Star R136a1 is the most massive star ever found with a current mass of about 265 solar masses and a birth mass of about 320 times that of the Sun
Using a combination of instruments on the European Southern Observatory's (ESO) Very Large Telescope (VLT), a team of astronomers has discovered the most massive stars to date. One star at birth had more than 300 times the mass of the Sun, twice as much as the currently accepted limit. The existence of these monsters — millions of times more luminous than the Sun, losing mass through very powerful winds — may provide an answer to the question, "How massive can stars be?"
A team of astronomers led by Paul Crowther from University of Sheffield, United Kingdom, used ESO's VLT, as well as archival data from the NASA/European Space Agency's (ESA) Hubble Space Telescope, to study two young clusters of stars, NGC 3603 and RMC 136a.
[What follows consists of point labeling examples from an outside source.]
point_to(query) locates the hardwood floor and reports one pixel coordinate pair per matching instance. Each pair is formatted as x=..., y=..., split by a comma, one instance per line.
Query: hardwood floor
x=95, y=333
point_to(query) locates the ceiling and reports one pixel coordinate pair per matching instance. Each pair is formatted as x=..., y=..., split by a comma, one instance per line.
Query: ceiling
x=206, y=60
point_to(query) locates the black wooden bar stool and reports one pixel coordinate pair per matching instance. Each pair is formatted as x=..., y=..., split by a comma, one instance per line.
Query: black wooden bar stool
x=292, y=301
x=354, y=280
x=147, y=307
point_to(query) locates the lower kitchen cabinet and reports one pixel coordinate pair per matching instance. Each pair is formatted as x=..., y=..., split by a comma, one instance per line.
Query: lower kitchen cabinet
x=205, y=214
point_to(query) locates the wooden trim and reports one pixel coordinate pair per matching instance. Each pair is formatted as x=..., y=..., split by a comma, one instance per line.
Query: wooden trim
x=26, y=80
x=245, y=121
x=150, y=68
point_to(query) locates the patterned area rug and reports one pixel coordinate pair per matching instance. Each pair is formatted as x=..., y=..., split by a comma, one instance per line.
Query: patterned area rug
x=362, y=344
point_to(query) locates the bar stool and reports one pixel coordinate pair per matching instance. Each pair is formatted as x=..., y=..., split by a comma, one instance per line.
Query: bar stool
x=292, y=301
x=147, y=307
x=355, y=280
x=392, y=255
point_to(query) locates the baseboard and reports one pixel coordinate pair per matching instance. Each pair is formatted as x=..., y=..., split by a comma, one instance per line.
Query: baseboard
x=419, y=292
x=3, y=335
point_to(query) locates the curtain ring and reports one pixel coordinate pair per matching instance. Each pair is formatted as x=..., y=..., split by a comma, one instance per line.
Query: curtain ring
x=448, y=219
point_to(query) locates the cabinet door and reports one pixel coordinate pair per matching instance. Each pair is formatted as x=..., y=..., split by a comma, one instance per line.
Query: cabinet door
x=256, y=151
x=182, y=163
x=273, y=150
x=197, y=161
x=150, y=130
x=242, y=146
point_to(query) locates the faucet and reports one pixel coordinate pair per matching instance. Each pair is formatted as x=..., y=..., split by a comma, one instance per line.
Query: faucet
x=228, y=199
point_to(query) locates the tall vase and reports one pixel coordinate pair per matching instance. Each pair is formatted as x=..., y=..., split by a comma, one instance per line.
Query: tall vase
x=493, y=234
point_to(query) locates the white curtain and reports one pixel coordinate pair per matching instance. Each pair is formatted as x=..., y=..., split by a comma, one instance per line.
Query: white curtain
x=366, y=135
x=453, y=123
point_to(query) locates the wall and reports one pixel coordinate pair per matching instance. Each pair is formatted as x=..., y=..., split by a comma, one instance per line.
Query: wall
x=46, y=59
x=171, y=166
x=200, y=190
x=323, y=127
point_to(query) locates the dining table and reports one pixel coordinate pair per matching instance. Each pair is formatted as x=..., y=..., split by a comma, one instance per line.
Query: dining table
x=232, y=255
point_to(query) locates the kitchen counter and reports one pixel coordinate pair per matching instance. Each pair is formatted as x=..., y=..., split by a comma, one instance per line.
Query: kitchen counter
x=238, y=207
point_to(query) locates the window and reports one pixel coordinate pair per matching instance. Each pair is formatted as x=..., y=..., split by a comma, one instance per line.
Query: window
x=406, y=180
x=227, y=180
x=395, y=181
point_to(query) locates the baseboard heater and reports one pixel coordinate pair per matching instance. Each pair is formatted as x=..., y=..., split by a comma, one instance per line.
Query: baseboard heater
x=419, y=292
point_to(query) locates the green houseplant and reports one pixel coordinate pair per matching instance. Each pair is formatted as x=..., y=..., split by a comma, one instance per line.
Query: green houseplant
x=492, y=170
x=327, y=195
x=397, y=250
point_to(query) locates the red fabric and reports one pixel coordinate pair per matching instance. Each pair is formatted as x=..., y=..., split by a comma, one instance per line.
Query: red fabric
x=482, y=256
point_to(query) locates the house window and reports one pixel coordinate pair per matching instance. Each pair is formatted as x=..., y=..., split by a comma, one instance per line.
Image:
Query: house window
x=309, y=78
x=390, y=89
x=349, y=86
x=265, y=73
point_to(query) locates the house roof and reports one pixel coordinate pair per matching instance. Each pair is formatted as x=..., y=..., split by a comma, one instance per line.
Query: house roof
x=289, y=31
NGC 3603 is a cosmic factory where stars form frantically from the nebula's extended clouds of gas and dust, located 22,000 light-years from the Sun. RMC 136a (nicknamed R136) is another cluster of young, massive, and hot stars, located inside the Tarantula Nebula, in one of our neighboring galaxies, the Large Magellanic Cloud, 165,000 light-years away.
The team found several stars with surface temperatures more than 7 times hotter than our Sun, tens of times larger, and several million times brighter. Comparisons with models imply that several of these stars were born with masses in excess of 150 solar masses. The star R136a1, found in the R136 cluster, is the most massive star ever found with a current mass of about 265 solar masses and a birth mass of as much as 320 times that of the Sun.
In NGC 3603, the astronomers could also directly measure the masses of two stars that belong to a double star system. The stars A1, B, and C in this cluster have estimated masses at birth above or close to 150 solar masses. The star A1 is a double star with an orbital period of 3.77 days. The two stars in the system have, respectively, 120 and 92 times the mass of the Sun, which means that they formed as stars of 148 and 106 solar masses, respectively.
Massive stars have such high luminosities with respect to their mass that they produce powerful outflows. "Unlike humans, these stars are born heavy and lose weight as they age," said Crowther. "Being a little over a million years old, the most extreme star, R136a1, is already 'middle-aged' and has undergone an intense weight-loss program, shedding a fifth of its initial mass over that time, or more than 50 solar masses."
If R136a1 replaced the Sun in our solar system, it would outshine the Sun by as much as the Sun currently outshines the Full Moon. "Its high mass would reduce the length of Earth's year to 3 weeks, and it would bathe the Earth in incredibly intense ultraviolet radiation, rendering life on our planet impossible," said Raphael Hirschi from Keele University, Staffordshire, United Kingdom.
These heavyweight stars are extremely rare, forming solely within the densest star clusters. To distinguish the individual stars for the first time required the exquisite resolving power of the VLT.
The team also estimated the maximum possible mass for the stars within these clusters and the relative number of the most massive ones. "The smallest stars are limited to more than about 80 times more than Jupiter, below which they are 'failed stars' or brown dwarfs," said team member Olivier Schnurr from the Astrophysikalisches Institut Potsdam, Germany. "Our new finding supports the previous view that there is also an upper limit to how big stars can get, but it raises the limit by a factor of two to about 300 solar masses."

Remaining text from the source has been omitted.